For his comments, Barak Obama was labelled an anti-cop racist who had “demonstrated over and over again that he had a deep seated hatred for white people or white culture”.
This was an opinion shared by many Americans because his ratings plummeted, they were the lowest they had ever been in his entire 8 year presidency.
He was forced to apologise. For using the word stupid. But that was not enough. Two weeks later he called in Henry Louis Gates and the police officer who had arrested him to the White House to share a beer. A meeting the media labelled “a beer summit.”
For this, Obama was accused of using the cop as stooge to increase his ratings.
I came across this story recently and it sent a chill down my spine.
It made me think that Black people can’t win in this fight. Whether you’re a distinguished Havard Professor, the President, or an ordinary man, woman or child walking down the street. Your skin will not protect you.
Today as the world mourns and protests the murder of George Floyd; I think of Audre Lorde when she said you can’t dismantle the master’s house using the master’s tools:
“For the master’s tools will never dismantle the master’s house. They may allow us to temporarily beat him at his own game, but they will never enable us to bring about genuine change. Racism and homophobia are real conditions of all our lives in this place and time. I urge each one of us here to reach down into that that deep place of knowledge and touch that terror and loathing of any difference that lives there. See whose faces it wears, then the personal as the political can begin to illuminate all our choices.”
Apartheid (South) Africa
We thought we had succeed in dismantling the master’s house here in South Africa, but we only succeeded to make racism more entrenched and insidious. Most racist people here always say Apartheid is over, whenever something which implicates them happens.
So, it’s over.
I am convinced that there is nothing more black people can do to fight racism. No amount of extending hands, talking, beer drinking, forgiving and protesting will change people who choose to be racist.

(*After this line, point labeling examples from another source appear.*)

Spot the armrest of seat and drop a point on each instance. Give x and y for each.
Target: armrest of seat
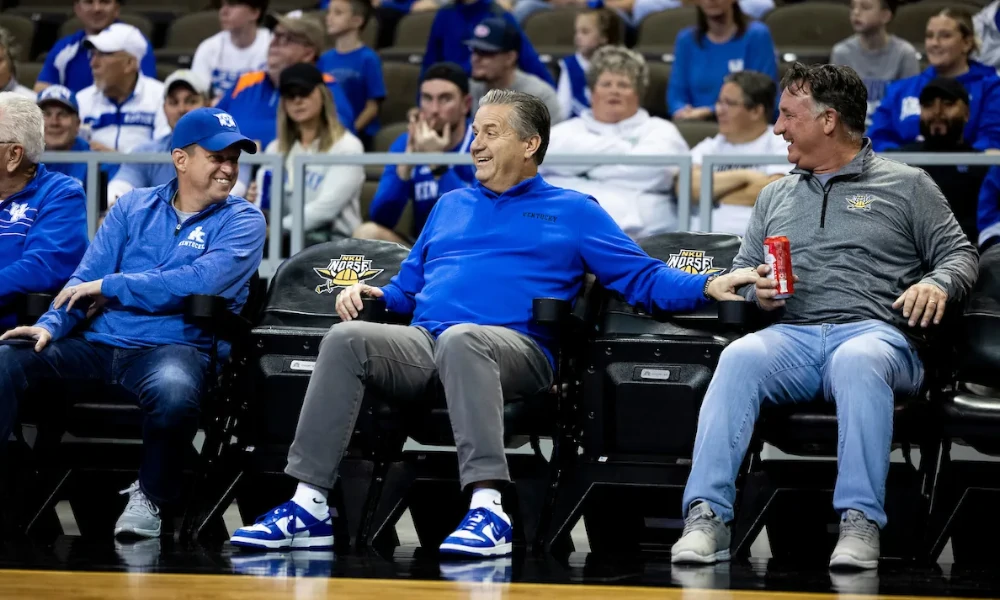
(212, 313)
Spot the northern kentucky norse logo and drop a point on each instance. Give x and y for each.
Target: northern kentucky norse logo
(344, 272)
(694, 262)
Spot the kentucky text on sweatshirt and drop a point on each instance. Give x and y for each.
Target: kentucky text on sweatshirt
(43, 235)
(150, 262)
(897, 119)
(453, 25)
(483, 257)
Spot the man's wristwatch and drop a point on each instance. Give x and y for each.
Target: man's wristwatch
(708, 282)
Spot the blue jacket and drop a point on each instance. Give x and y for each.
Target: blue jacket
(43, 235)
(897, 119)
(482, 258)
(150, 263)
(699, 69)
(423, 188)
(988, 214)
(454, 23)
(68, 63)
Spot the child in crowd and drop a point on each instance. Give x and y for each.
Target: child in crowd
(879, 58)
(593, 29)
(357, 67)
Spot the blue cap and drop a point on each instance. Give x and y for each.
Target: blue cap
(212, 129)
(59, 94)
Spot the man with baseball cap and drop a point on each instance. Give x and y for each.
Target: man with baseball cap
(156, 247)
(944, 113)
(62, 129)
(68, 62)
(440, 124)
(123, 108)
(496, 46)
(185, 90)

They will always find a way, a loop hole, a strategy to twist and turn what we’ve done or said in our defence until we no longer recognise our own voices.

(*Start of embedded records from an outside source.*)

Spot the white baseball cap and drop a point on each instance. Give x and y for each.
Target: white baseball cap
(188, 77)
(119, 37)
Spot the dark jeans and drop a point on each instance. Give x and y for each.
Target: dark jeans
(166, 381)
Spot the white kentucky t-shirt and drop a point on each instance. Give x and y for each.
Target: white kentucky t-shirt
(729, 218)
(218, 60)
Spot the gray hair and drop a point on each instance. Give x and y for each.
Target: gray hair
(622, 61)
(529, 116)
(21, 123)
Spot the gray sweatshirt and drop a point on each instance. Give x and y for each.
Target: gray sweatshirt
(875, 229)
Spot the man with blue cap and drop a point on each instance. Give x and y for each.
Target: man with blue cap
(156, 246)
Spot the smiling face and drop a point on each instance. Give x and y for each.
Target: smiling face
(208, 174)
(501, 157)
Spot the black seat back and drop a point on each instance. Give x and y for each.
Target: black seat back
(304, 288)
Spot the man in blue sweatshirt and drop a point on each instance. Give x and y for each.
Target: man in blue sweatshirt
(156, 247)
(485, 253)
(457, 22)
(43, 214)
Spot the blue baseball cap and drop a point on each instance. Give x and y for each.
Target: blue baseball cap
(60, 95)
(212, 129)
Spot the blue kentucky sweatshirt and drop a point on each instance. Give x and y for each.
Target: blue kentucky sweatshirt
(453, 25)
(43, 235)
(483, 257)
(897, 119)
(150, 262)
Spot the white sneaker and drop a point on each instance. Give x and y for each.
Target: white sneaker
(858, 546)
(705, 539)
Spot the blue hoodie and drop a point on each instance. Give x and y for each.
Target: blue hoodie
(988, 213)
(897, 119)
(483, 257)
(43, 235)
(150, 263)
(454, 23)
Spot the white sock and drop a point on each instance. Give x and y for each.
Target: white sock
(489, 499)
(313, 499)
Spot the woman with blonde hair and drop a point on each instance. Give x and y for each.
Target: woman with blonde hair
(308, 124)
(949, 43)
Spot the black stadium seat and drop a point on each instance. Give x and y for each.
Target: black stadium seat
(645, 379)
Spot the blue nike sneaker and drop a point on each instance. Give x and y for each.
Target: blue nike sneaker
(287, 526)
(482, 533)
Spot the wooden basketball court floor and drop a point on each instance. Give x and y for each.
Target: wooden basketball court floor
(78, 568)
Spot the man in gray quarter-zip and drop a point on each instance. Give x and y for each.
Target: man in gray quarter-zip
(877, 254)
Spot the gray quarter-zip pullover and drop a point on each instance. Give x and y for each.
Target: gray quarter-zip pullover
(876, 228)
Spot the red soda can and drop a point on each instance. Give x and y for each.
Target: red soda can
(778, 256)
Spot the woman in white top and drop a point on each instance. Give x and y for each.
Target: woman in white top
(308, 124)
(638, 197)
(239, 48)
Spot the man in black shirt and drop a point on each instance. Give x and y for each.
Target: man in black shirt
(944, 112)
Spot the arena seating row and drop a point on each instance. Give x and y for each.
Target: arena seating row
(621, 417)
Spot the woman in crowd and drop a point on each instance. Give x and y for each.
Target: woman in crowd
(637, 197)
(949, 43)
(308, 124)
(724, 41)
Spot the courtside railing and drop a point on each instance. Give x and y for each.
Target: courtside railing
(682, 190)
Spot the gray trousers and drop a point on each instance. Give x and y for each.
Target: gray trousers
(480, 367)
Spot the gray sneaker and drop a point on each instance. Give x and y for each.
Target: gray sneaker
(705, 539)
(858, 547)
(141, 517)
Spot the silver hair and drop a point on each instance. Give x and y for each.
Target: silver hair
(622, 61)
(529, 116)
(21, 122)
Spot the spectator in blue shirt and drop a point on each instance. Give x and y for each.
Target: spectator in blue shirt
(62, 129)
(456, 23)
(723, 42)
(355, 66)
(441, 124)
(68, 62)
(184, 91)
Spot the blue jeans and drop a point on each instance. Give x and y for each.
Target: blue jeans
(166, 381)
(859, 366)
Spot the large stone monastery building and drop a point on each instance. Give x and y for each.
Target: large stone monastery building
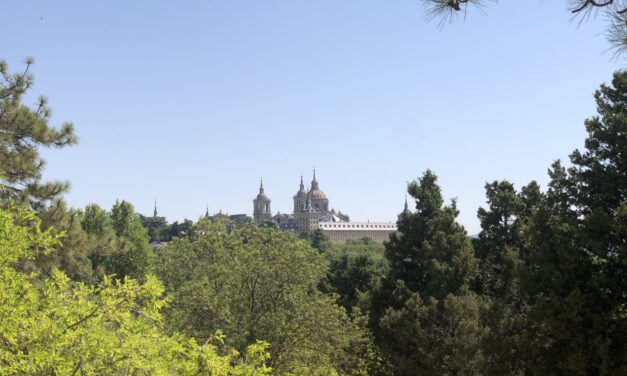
(311, 212)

Still, I wish I could invite my brothers and sisters to Africa – the land of milk and honey and say it’s safe here. But black lives are worth much less on the motherland than anywhere else on the planet. So, as chilling as it may sound right now, you are safer in the USA. The most heinous acts of hatred and violence are routinely being performed against black bodies by black Africans with absolute impunity. There’s no white man to blame here. So we don’t protest anymore.
What happened to George Floyd and hundreds of millions of black men and women who suffered similar fates will never be acceptable.
But.
I will no longer protest against racism. From what I can see the more we protest the more it stokes fires on both sides. Racists become more racist and black people become more angry and inflamed at the injustice of it all and the cycle continues. All of it leads to death. Whether we want it, deserve it or not.
If anything these recent events demonstrate that our background and circumstances may have influenced who we are, but we are responsible for who we become. So I am going to choose another way, it’s okay if you don’t agree. I understand. We all have a choice to make and I’ve made mine. I’m done talking to walls. D.o.n.e.
Racist, hateful people are racist and hateful because they choose to be, they want to be, in fact they insist on it.
“Black and Third World people are expected to educate white people as to our humanity. Women are expected to educate men. Lesbians and gay men are expected to educate the heterosexual world. The oppressors maintain their position and evade their responsibility for their own actions. There is a constant drain of energy which might be better used in redefining ourselves and devising realistic scenarios for altering the present and constructing the future.”